扇子の新作の体験談です
今日も又、我が家ではすっかりおなじみの母と叔母さんのロングトークが展開している。
にも関わらず世の中全体の波には今イチうまく乗れないらしく、揃ってアナログ人生を歩み続けている。
母と叔母さんの扇子に対する思いは立派なものだとは思う。
因みに、電話の向こうの叔母さんというのは母の双子の妹で、ともに50代前半の専業主婦、本来なら扇子のような高級品に関心を持つべきではない身分かも知れない。

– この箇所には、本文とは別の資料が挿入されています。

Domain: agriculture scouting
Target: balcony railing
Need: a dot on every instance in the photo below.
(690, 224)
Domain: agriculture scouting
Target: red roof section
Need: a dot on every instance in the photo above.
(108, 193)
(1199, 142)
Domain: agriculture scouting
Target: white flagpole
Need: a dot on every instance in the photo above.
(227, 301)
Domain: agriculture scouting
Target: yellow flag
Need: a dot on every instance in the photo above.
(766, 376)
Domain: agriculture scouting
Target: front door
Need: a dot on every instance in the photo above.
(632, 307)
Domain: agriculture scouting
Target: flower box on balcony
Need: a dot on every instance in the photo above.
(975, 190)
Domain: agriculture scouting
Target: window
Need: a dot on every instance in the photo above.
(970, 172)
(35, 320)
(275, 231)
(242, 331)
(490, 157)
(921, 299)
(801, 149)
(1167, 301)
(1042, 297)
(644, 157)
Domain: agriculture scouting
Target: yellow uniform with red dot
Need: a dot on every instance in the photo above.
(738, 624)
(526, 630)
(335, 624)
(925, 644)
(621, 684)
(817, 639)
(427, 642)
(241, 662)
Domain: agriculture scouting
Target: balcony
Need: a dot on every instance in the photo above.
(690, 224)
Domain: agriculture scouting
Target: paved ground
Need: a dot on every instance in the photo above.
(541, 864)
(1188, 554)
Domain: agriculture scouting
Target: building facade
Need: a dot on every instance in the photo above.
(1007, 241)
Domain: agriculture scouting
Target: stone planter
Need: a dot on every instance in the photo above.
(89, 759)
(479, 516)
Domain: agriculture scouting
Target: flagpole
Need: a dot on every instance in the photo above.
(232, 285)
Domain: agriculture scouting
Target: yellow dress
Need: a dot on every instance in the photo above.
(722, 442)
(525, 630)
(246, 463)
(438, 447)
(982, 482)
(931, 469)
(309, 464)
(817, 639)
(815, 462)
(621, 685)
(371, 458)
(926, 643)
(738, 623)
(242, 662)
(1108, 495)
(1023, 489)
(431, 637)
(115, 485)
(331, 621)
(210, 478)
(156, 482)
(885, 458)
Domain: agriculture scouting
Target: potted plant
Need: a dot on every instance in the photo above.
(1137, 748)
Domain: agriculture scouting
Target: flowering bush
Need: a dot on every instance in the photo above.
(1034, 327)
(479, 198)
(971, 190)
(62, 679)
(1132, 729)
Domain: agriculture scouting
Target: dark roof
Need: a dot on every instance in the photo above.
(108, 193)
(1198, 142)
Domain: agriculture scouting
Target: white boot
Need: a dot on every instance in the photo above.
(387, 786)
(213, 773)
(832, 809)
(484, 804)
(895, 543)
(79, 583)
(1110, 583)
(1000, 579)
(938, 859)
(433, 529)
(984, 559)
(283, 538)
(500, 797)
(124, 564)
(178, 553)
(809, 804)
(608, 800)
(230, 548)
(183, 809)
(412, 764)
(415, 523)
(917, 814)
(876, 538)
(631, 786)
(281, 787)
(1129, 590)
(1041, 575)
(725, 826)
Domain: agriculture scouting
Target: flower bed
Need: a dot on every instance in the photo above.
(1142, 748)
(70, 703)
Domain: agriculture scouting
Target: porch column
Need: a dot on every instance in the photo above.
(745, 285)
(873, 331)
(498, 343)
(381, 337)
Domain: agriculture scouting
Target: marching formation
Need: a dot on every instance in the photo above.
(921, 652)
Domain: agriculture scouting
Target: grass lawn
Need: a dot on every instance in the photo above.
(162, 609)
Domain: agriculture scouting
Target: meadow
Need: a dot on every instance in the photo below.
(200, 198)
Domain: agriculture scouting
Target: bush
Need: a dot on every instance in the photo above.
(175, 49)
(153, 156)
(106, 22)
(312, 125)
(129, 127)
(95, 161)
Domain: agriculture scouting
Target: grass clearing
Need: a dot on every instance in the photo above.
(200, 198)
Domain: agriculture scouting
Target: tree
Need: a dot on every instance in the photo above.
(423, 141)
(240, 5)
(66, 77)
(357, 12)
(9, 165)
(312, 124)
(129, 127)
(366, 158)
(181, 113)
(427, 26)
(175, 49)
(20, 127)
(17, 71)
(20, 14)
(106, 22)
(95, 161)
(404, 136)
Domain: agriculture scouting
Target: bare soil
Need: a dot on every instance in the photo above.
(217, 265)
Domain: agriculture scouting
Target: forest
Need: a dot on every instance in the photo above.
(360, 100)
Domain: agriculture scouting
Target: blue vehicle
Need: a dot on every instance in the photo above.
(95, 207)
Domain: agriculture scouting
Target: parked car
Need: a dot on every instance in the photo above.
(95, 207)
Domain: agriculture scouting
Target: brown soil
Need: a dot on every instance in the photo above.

さっきから夢中で扇子について語り合っている二人が手にしているのは固定電話の受話器。
お互いショッピングモールやデパートへ足を運んでは、随時新しい情報を入手し、こうして電話でこうかんしているらしいのだ。
まあこれは私独自の意見だが、この長電話を半年ばかり我慢すれば扇子の新作は買えるのではないかとも思う。
見たわよ、昨日デパートの扇子の売り場で、一番目につく所にディスプレイされてた。
これは今回の扇子に限った事ではなく、先週末は別のブランドの新作バッグや財布の話題で盛り上がっていた。
それに何と言っても、扇子の今年の新作は高過ぎ、ただですらも家計が苦しいこの時期に手が出さる訳ないじゃない。
と母が言う、どうやらそれなりに今の状況と自分の身分は弁えているらしい。
まあ、電話でしゃべっている位、安いもの、扇子を買われる事を思えばましだと父は笑いながらさっき散歩に出て行った。
パソコンを使えるようになれば二人の世界もきっと広がるだろう。
二人が興味を示した所で、そう易々と購入出来る訳ではないだろうに、憧れだけでここまで盛り上がれるのだ。